|Reflecting pool at Temple Square Photo by Lesley Stubbs
The trees in my yard are white with frost, each small branch outlined. It makes me want to stay indoors, snuggled up with someone I love, with a good book or with a pen and paper. Thursday at Temple Square in Salt Lake City, I saw trees outlined in a different way, each one lighted with white or colored lights. The cold chills my fingers and toes and makes me draw my scarf tighter around my neck, but I cannot deny the wintry beauty of this season. It is the season of storytelling. Thursday night the stories of Oliver Twist, the Little Match Girl, and Ebenezer Scrooge were brought to life at the Dickens Christmas Festival. My husband and I and two of our granddaughters were carried back in time by a carriage ride and hot chestnuts roasted over an open fire in the streets.
“Once upon a time is now, and ‘our happily ever after’ will come at the end of a Christmas story that only we can tell.” So began Jane Seymour and the Mormon Tabernacle Choir as they brought us Good King Wenceslas and his page in story and song at the Tabernacle Choir concert. I never heard the sweet story of that Christmas song so clearly before. Later, our own Christmases past came to light as we walked among the brilliantly decorated trees and talked together.

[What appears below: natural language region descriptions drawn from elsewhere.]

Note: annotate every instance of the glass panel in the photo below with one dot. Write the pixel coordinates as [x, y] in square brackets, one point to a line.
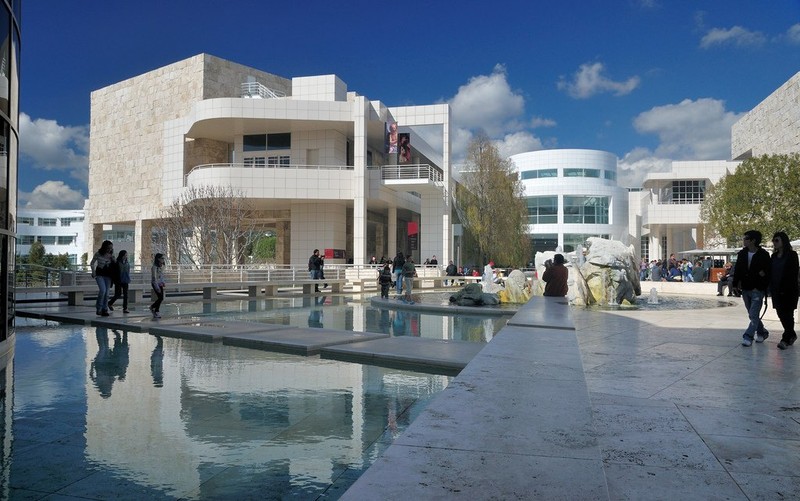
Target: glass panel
[256, 142]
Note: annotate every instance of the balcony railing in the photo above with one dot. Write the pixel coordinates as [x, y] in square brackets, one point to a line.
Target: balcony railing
[255, 90]
[417, 171]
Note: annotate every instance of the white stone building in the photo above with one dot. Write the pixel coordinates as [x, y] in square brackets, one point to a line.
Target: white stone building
[311, 155]
[60, 231]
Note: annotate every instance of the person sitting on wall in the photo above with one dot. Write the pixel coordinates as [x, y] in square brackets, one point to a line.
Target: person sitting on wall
[555, 276]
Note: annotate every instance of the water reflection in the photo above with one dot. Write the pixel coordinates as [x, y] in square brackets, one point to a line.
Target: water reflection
[109, 364]
[200, 420]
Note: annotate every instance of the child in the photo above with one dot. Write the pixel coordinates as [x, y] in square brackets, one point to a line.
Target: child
[385, 280]
[157, 282]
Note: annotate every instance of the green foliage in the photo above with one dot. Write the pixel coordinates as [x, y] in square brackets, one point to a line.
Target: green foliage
[264, 248]
[492, 206]
[762, 194]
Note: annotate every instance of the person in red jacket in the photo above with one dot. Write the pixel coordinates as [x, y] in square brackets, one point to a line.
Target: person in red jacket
[555, 276]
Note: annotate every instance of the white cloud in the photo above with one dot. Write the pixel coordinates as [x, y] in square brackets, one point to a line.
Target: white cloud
[55, 147]
[793, 34]
[738, 36]
[517, 142]
[637, 164]
[52, 195]
[589, 81]
[696, 130]
[487, 102]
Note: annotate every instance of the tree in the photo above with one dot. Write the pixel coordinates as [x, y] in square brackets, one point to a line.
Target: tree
[763, 194]
[208, 225]
[491, 204]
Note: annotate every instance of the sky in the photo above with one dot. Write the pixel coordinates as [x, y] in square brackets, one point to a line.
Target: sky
[650, 81]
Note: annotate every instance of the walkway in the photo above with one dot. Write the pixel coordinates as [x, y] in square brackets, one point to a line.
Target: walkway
[676, 408]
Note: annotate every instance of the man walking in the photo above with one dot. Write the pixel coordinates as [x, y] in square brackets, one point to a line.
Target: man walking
[751, 276]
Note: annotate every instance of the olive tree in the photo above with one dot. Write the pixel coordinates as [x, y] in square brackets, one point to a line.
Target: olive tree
[491, 204]
[763, 194]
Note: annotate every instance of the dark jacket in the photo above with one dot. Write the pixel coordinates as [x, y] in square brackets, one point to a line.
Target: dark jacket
[784, 288]
[754, 276]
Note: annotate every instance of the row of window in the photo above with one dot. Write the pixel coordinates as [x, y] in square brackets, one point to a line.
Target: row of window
[577, 209]
[569, 172]
[48, 221]
[46, 239]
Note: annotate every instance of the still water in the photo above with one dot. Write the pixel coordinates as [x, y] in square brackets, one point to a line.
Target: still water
[98, 413]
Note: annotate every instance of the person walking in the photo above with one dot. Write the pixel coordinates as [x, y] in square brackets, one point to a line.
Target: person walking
[409, 272]
[555, 276]
[122, 279]
[101, 272]
[157, 282]
[397, 269]
[751, 275]
[783, 286]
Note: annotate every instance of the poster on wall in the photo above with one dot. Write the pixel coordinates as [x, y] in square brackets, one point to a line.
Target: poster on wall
[391, 137]
[404, 146]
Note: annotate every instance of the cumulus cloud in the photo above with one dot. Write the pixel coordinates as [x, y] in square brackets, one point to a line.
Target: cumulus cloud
[696, 130]
[793, 34]
[637, 164]
[488, 103]
[55, 147]
[52, 195]
[517, 142]
[737, 36]
[589, 81]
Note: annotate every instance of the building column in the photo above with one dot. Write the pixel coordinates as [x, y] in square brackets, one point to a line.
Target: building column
[360, 180]
[392, 251]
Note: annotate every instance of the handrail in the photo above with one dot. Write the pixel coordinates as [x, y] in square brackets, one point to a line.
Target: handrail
[240, 165]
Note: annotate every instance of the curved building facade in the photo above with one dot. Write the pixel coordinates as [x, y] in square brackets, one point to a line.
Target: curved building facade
[572, 194]
[9, 149]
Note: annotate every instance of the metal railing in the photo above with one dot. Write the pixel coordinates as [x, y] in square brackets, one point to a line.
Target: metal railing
[259, 91]
[416, 171]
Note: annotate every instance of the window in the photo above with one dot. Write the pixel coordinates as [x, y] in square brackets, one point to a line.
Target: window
[579, 172]
[574, 241]
[539, 173]
[542, 210]
[586, 209]
[688, 192]
[67, 221]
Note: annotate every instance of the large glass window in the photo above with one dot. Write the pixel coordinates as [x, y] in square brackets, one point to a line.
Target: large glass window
[542, 210]
[573, 241]
[586, 209]
[538, 174]
[580, 172]
[688, 191]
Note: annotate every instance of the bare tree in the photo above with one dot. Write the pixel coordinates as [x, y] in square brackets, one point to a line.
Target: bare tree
[492, 204]
[208, 225]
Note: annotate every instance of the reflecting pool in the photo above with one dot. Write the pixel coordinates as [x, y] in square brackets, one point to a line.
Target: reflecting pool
[97, 413]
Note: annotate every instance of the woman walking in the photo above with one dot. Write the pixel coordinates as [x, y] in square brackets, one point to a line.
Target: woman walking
[783, 286]
[101, 272]
[157, 282]
[123, 279]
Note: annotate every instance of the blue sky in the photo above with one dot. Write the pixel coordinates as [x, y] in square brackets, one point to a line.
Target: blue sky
[649, 80]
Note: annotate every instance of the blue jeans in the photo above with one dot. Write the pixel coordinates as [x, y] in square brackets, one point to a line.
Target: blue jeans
[753, 301]
[103, 285]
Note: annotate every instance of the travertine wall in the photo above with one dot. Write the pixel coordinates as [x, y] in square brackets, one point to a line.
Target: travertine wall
[772, 127]
[127, 121]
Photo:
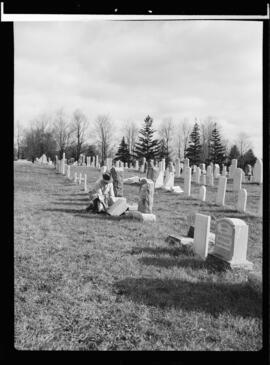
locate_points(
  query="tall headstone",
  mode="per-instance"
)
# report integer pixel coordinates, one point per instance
(202, 193)
(160, 179)
(177, 167)
(146, 198)
(231, 239)
(237, 179)
(258, 171)
(198, 175)
(221, 192)
(216, 171)
(85, 182)
(233, 167)
(187, 181)
(224, 171)
(242, 200)
(203, 179)
(118, 184)
(201, 235)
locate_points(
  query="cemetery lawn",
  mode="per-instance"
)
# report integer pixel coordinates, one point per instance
(91, 282)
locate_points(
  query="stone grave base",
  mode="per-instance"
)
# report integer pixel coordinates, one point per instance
(245, 265)
(255, 281)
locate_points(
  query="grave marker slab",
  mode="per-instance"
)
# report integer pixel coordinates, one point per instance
(201, 235)
(231, 238)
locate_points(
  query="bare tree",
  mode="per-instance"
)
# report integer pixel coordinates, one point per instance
(18, 138)
(131, 132)
(62, 131)
(103, 127)
(181, 136)
(166, 133)
(78, 128)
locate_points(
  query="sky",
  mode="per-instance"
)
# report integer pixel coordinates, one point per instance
(129, 69)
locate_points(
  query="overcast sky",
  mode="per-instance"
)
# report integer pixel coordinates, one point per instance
(177, 69)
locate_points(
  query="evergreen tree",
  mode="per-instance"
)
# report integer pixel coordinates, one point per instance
(123, 152)
(147, 146)
(193, 151)
(217, 153)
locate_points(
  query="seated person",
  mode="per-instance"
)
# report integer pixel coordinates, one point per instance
(102, 195)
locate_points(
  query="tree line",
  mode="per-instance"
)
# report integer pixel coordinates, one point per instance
(201, 143)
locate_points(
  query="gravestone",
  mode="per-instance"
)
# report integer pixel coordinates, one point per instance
(146, 198)
(177, 167)
(221, 192)
(260, 207)
(160, 179)
(216, 171)
(242, 200)
(231, 239)
(258, 171)
(224, 171)
(201, 235)
(85, 182)
(202, 193)
(118, 184)
(168, 180)
(198, 175)
(237, 179)
(187, 181)
(233, 167)
(203, 179)
(210, 180)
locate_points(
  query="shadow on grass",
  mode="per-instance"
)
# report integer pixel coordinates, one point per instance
(214, 298)
(72, 202)
(210, 264)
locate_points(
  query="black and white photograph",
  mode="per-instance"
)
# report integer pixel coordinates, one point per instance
(138, 185)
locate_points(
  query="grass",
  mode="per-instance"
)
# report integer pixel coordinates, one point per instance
(88, 282)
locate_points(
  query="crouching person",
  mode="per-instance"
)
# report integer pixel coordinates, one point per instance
(102, 195)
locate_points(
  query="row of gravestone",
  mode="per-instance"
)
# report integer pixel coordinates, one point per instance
(230, 241)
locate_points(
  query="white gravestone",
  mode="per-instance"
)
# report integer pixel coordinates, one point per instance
(203, 179)
(177, 167)
(221, 192)
(242, 200)
(160, 179)
(216, 171)
(85, 182)
(237, 179)
(169, 180)
(201, 235)
(202, 193)
(224, 171)
(260, 207)
(233, 167)
(231, 239)
(187, 181)
(198, 175)
(258, 171)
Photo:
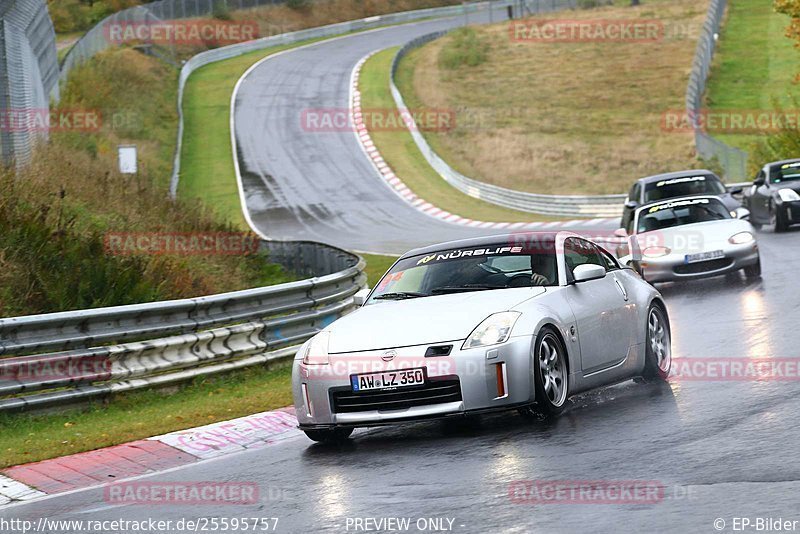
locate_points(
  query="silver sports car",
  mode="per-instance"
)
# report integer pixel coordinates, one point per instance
(513, 321)
(692, 237)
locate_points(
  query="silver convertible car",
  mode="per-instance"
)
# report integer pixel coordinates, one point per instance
(691, 237)
(520, 321)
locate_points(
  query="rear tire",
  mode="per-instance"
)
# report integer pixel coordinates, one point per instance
(550, 375)
(333, 435)
(658, 348)
(781, 222)
(753, 271)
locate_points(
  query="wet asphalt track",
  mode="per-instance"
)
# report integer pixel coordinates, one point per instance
(721, 449)
(302, 184)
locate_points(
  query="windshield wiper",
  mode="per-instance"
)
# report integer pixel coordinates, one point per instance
(464, 288)
(400, 295)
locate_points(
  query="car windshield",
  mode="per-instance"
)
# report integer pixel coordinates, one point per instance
(786, 173)
(681, 212)
(471, 269)
(683, 187)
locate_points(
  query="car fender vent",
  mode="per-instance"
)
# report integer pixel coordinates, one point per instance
(438, 350)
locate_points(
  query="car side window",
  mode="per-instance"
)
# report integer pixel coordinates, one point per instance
(581, 252)
(633, 194)
(608, 260)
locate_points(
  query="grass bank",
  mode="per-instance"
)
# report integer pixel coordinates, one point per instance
(29, 438)
(560, 117)
(754, 67)
(401, 153)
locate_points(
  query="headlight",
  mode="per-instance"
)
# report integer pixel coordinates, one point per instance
(316, 352)
(741, 238)
(656, 252)
(494, 330)
(788, 195)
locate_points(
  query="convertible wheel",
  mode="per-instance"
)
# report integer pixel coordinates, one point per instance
(329, 436)
(781, 223)
(658, 350)
(550, 375)
(753, 271)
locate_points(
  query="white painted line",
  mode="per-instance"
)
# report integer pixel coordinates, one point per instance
(12, 490)
(252, 431)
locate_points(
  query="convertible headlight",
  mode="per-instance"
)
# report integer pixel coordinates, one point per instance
(741, 238)
(494, 330)
(656, 252)
(316, 352)
(788, 195)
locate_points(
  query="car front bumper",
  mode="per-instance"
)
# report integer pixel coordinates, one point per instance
(673, 267)
(463, 382)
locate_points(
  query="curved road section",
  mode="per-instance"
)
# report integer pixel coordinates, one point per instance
(302, 184)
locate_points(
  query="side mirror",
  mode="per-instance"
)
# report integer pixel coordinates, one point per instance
(586, 272)
(361, 296)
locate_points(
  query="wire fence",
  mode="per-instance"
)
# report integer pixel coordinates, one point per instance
(28, 77)
(732, 160)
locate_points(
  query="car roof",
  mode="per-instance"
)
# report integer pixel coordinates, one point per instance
(473, 242)
(677, 199)
(782, 162)
(677, 174)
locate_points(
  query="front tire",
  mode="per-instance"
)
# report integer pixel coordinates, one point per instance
(753, 271)
(658, 348)
(550, 374)
(333, 435)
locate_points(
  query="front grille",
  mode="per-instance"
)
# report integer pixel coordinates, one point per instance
(703, 266)
(435, 391)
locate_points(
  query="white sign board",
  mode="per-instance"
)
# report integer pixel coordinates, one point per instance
(127, 159)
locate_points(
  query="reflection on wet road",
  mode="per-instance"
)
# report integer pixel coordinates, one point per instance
(720, 448)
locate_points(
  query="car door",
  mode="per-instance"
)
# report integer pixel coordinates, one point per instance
(759, 196)
(600, 308)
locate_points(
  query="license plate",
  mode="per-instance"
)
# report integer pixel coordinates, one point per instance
(388, 380)
(704, 256)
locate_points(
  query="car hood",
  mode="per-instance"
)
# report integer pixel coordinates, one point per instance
(420, 321)
(695, 238)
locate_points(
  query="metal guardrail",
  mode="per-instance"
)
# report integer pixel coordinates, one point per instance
(227, 52)
(565, 205)
(28, 76)
(169, 342)
(732, 160)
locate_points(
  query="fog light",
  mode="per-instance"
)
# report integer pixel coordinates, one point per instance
(501, 379)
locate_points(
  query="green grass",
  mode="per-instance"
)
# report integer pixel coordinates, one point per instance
(29, 438)
(376, 266)
(207, 161)
(754, 65)
(401, 153)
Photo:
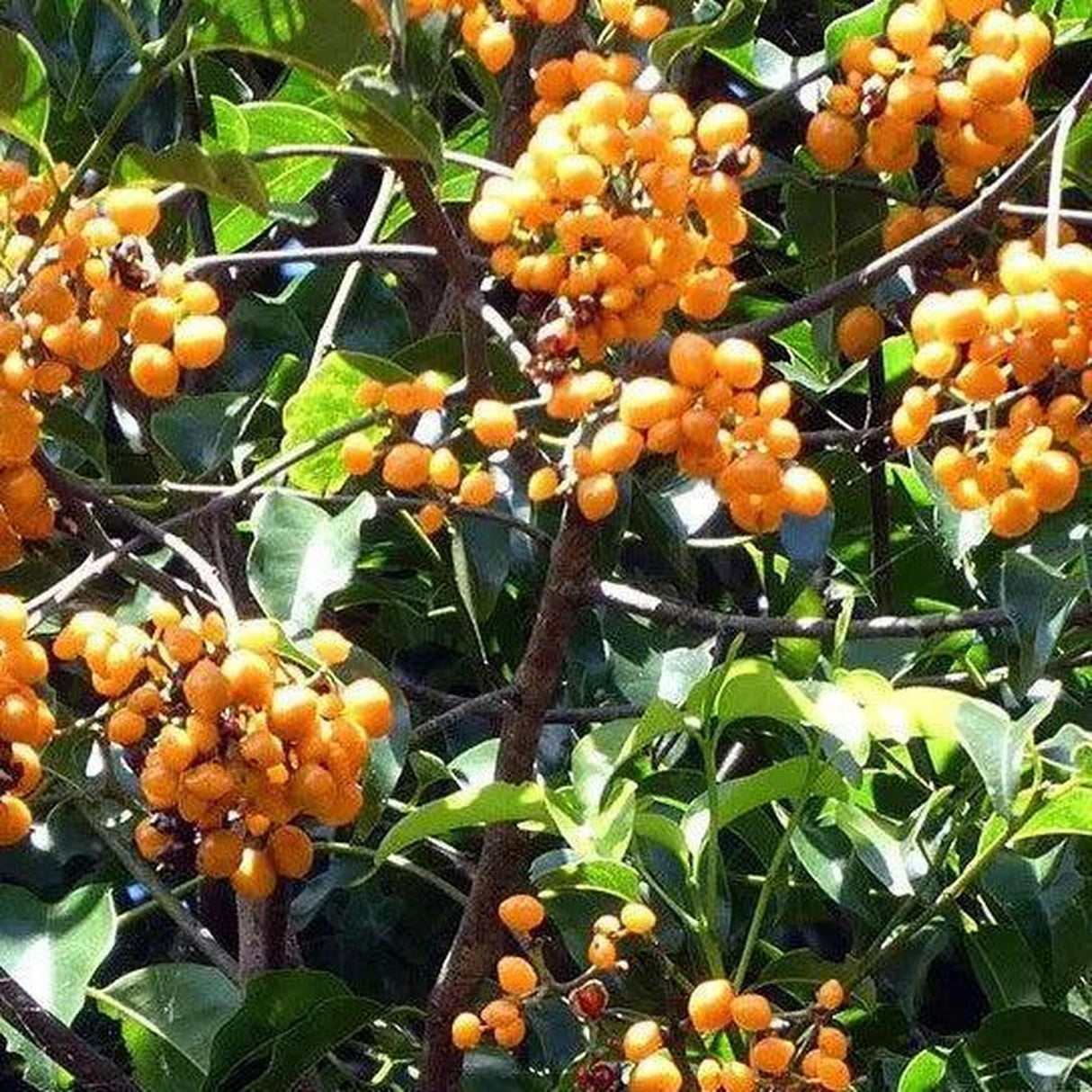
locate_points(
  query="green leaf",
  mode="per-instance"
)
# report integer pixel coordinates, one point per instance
(1004, 965)
(1039, 600)
(470, 807)
(224, 175)
(287, 1021)
(325, 36)
(786, 780)
(605, 749)
(199, 433)
(1025, 1029)
(325, 401)
(301, 554)
(66, 426)
(864, 22)
(255, 126)
(924, 1073)
(52, 950)
(480, 558)
(1070, 812)
(169, 1014)
(24, 91)
(558, 872)
(379, 113)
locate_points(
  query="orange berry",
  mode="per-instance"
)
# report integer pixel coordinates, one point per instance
(357, 453)
(772, 1054)
(751, 1011)
(860, 332)
(219, 853)
(641, 1040)
(596, 496)
(465, 1031)
(255, 878)
(521, 913)
(516, 976)
(710, 1005)
(134, 210)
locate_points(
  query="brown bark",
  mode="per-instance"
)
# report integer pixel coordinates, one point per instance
(501, 866)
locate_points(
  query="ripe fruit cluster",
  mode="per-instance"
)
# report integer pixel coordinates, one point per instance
(26, 723)
(91, 295)
(959, 67)
(234, 741)
(623, 205)
(774, 1051)
(522, 984)
(1030, 329)
(488, 31)
(409, 466)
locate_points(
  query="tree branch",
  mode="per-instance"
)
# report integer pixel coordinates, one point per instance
(985, 204)
(92, 1071)
(437, 228)
(501, 864)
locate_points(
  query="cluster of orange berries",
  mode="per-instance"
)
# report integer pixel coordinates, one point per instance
(812, 1058)
(971, 94)
(520, 983)
(715, 418)
(244, 741)
(785, 1052)
(488, 33)
(1027, 329)
(26, 722)
(623, 205)
(91, 294)
(409, 466)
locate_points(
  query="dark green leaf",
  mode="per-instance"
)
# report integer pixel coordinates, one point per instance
(470, 807)
(169, 1014)
(1039, 600)
(325, 36)
(199, 433)
(301, 554)
(377, 112)
(24, 91)
(287, 1021)
(225, 175)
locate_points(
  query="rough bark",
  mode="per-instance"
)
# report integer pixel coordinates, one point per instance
(501, 866)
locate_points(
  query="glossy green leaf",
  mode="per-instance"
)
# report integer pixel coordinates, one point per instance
(200, 432)
(1039, 600)
(323, 36)
(301, 554)
(24, 91)
(379, 113)
(169, 1015)
(52, 950)
(325, 401)
(924, 1073)
(1070, 812)
(228, 175)
(287, 1021)
(470, 807)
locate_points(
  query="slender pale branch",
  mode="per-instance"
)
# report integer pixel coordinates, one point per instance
(327, 332)
(984, 205)
(350, 253)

The winter season and winter holidays bring family and friends together to visit and to reminisce. The greatest story ever told is repeated over and over. We remember days gone by and family members who are no longer with us. These days it’s easy to pull out the cell phone or digital recorder and capture some of these memories. Grab a handful of photos and pass them around, letting story spark story as we record captions on pictures and stories on our mobile devices. Christmas is just once a year. Write some family history this year.